Basal cell carcinomas: Doctors look to nonsurgical treatments

July 1, 2008

Dermatologists have been growing increasingly comfortable and confident with nonsurgical treatments for basal cell carcinomas, according to one expert.

Key Points

"The future of small, superficial basal cell carcinoma treatment is probably going to be these topicals," Dr. Brown tells Dermatology Times.

When imiquimod was approved for superficial basal cell carcinoma (BCC) in the United States in 2004, it was approved for use on the trunk, neck and extremities, but many dermatologists are now using it on the face and with nodular BCCs, Dr. Brown says.

In 2006, Dr. Brown reported data from a post-marketing study conducted by 3M Pharmaceuticals that found that about 90 percent of 137 patients who were treated with imiquimod for BCC were free of any clinical recurrence for a full three years.

In a study conducted at 25 centers in Europe, sustained clinical clearance was seen in 87 percent of 182 patients at a five-year follow-up, Dr. Brown says. Most of the recurrences (14 of 18) occurred within the first two years after treatment.

Overall, the studies show that patients who use 5 percent imiquimod five times per week for six weeks have a likelihood of histologic clearance of between 70 percent and 80 percent, and that includes small nodular BCCs as well as superficial BCCs, he says.

While that is not quite as good as surgery - which has about a 5 percent recurrence rate - it is quite acceptable, and there are advantages. Patients should have a choice, he says.

There appears to be less pain associated with imiquimod than with surgery, and the cosmetic results tend to be much better, he says.

Moreover, imiquimod results are likely to continue improving, Dr. Brown says. It is now known that one needs to look for a brisk inflammatory response when one treats with imiquimod, and some studies have begun to investigate using imiquimod following curettage for nodular BCCs, achieving better results.

The same is true also of photodynamic therapy treatment, Dr. Brown says.
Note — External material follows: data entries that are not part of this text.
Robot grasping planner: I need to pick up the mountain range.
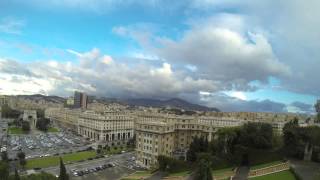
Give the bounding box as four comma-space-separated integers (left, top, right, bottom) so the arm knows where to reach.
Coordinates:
121, 98, 220, 112
11, 94, 220, 112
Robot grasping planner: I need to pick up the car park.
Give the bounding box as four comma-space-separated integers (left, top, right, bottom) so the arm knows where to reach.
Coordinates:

Its BCC-clearance rates are not as good as the rates with surgery, but the cosmetic result tends to be much better, and techniques and treatment are improving steadily.

Photodynamic therapy has become much more convenient for patients. Whereas photodynamic therapy used to be performed with the photosensitizing agent applied the day before the light treatment, it is now clear that results are as good when the agent is applied just an hour or so before the light treatment.